Year: Team; Games; Tackles; Interceptions; Fumbles
GP: GS; Cmb; Solo; Ast; Sck; TFL; PD; Int; Yds; Avg; Lng; TD; FF; FR; Yds; TD
2025: NE; 4; 4; 19; 15; 4; 1.0; 1; 7; 1; 0; 0.0; 0; 0; 1; 0; 0; 0
Career: 4; 4; 19; 15; 4; 1.0; 1; 7; 1; 0; 0.0; 0; 0; 1; 0; 0; 0

===College===

Year: Team; GP; Tackles; Interceptions; Fumbles
Cmb: Solo; Ast; Sck; TFL; PD; Int; Yds; Avg; TD; FF; FR; Yds; TD
2020: Colorado; 6; 25; 23; 2; 0.0; 0.0; 5; 0; 0; —; 0; 0; 0; 0; 0
2021: Colorado; 12; 53; 42; 11; 0.0; 5.5; 5; 0; 0; —; 0; 0; 0; 0; 0
2022: Oregon; 12; 50; 35; 15; 0.0; 1.0; 7; 4; 118; 29.5; 0; 0; 0; 0; 0
Career: 30; 128; 100; 28; 0.0; 6.5; 17; 4; 118; 29.5; 0; 0; 0; 0; 0

==Personal life==
Gonzalez was born to a Colombian family.
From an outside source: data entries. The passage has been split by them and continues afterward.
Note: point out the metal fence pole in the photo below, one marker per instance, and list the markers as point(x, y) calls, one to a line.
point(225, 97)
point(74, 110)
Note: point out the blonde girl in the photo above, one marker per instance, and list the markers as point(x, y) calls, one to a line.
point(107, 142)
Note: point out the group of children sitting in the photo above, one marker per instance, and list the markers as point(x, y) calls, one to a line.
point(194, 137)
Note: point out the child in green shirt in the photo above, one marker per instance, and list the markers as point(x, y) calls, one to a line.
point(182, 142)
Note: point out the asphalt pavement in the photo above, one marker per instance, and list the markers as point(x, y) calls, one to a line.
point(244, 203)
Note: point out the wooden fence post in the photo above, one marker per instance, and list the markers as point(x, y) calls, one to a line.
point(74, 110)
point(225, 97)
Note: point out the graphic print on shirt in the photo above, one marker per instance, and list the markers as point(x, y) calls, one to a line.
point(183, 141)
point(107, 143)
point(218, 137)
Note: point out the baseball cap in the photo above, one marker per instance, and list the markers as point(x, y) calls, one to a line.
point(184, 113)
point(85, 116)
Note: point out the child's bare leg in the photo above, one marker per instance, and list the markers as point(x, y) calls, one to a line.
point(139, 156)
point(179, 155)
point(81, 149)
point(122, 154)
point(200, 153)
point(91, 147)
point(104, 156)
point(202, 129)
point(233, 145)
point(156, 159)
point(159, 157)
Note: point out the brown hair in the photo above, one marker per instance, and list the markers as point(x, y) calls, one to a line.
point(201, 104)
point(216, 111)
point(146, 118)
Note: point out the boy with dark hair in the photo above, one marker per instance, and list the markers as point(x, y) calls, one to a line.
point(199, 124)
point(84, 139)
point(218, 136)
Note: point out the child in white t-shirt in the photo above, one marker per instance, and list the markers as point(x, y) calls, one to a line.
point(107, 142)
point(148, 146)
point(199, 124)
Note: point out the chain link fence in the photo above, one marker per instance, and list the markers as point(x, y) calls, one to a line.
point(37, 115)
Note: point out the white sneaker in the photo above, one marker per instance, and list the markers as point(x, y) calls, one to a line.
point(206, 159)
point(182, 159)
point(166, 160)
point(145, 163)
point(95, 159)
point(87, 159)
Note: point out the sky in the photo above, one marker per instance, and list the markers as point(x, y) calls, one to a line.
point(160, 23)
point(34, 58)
His father, Hector, is 6-foot-9 and played college basketball at the University of Texas at El Paso before playing semiprofessionally in Colombia. He has three sisters, Melissa, Samantha, and Lily. Melissa (University of Texas) and Samantha (University of Miami) were two-time All-Americans in track and field, with Melissa representing Colombia in international events. Melissa is married to NFL coach and former quarterback David Blough. Gonzalez is a Christian.